Fóruns e entidades de idosos de SP querem apoio de Parlamentares na crise do CNDI

Encontro promovido pelo Fórum Paulista de Conscientização do Envelhecimento com entidades de defesa dos idosos de São Paulo, para debater os decreto que tiraram a autonomia do CNDI- Conselho Nacional dos Direitos da Pessoa Idosa. Fotos: jonal3idade.com.br
Encontro promovido pelo Fórum Paulista de Conscientização do Envelhecimento com entidades de defesa dos idosos de São Paulo, para debater os decreto que tiraram a autonomia do Conselho Nacional dos Direitos da Pessoa Idosa. Fotos: jonal3idade.com.br

Uma Moção de Repúdio ao decreto que extinguiu o CNDI – Conselho Nacional dos Direitos da Pessoa Idosa e ao decreto que criou um mini-conselho foi votada como uma carta compromisso, que será enviada para todos os deputados federais de SP e a todos os conselhos e fóruns do Estado, no encontro que o Fórum Paulista de Conscientização do Envelhecimento realizou na sexta-feira 26 de julho, nas dependências da Faculdade de Direito da USP, no Centro da Capital.
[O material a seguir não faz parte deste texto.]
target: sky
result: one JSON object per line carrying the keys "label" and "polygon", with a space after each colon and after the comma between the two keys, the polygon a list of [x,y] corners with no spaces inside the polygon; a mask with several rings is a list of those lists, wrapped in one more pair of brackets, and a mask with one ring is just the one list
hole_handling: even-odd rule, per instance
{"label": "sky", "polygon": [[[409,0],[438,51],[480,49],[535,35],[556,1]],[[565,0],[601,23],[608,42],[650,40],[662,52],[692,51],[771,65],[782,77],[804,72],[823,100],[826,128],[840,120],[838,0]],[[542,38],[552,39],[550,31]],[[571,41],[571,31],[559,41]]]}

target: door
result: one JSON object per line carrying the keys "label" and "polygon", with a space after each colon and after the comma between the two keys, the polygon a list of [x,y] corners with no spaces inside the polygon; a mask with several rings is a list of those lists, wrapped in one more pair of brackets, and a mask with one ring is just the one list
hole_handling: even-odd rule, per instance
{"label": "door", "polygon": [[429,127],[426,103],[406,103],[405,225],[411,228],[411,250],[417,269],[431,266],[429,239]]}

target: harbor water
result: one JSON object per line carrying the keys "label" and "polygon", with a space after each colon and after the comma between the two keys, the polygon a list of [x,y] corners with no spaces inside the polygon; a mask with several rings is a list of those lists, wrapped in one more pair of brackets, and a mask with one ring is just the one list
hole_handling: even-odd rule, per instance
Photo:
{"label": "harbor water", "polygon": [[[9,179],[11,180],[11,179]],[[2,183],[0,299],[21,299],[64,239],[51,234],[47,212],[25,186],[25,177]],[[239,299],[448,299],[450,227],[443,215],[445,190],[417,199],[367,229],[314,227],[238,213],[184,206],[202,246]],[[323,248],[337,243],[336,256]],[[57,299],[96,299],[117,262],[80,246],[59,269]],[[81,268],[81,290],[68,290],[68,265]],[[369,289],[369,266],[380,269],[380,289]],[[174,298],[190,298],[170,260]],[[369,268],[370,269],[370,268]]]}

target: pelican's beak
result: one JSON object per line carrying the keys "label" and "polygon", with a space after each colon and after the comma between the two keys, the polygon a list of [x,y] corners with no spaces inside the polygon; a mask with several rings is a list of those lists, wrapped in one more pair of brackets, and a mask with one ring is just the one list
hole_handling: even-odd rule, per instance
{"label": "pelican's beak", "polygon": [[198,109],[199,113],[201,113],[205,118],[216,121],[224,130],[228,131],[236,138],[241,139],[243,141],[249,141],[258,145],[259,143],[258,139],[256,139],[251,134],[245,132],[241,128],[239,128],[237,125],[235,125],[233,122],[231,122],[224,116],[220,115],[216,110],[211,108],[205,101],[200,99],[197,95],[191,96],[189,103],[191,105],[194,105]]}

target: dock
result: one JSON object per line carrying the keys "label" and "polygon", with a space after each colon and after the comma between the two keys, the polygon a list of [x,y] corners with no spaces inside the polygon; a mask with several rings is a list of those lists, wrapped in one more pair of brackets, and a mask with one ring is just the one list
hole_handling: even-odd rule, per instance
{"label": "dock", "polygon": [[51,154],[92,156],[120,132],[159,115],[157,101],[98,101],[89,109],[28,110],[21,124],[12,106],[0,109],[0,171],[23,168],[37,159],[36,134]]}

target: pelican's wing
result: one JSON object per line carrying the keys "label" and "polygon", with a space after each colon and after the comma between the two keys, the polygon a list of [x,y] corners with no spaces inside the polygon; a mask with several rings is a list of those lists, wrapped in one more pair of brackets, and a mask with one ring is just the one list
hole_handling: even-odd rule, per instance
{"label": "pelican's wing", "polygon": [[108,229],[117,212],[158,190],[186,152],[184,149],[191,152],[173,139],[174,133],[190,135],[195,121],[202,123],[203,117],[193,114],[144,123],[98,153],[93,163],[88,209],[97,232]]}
O objetivo imediato- votado por mais de 100 pessoas presentes, representantes de 48 entidades- é o de criar uma agenda de debates, a partir das próximas semanas, com o intuito de esclarecer lideranças sobre as recentes determinações do governo federal, em relação ao CNDI. A intenção é que elas sejam multiplicadoras, do entendimento de que através da publicação de vários decretos, o governo federal está impossibilitando a participação da sociedade civil na elaboração de políticas públicas, como determina a Constituição de 1988.

Mesa do encontro

A mesa do evento foi composta por quatro ex-conselheiros do CNDI, com reconhecida comprovação nas suas áreas de atuação, que ajudaram a construir o conselho nacional nos últimos anos. Estavam nela: Lúcia Secoti, última presidente eleita pelos seus pares para o biênio 2018-2020, destituída pelo Decreto 9893/2019; Amin Aur, ex vice-presidente do CNDI no biênio 2016-2018, representando a OAB- Ordem dos Advogados do Brasil e coordenador da primeira parte da preparação da 5ª Conferência Nacional dos Direitos da Pessoa Idosa, marcada para novembro próximo; Cláudia Beré, que coordenava a Comissão de Normas do CNDI, e que representava a AMPID- Associação Nacional dos Membros do Ministério Público de Defesa dos Direitos dos Idosos e Pessoas com Deficiência. Maria Alice Machado, ex-conselheira do CNDI pela ANG- Associação Nacional de Gerontologia foi a coordenadora da mesa pelo Fórum Paulista de Conscientização do Envelhecimento.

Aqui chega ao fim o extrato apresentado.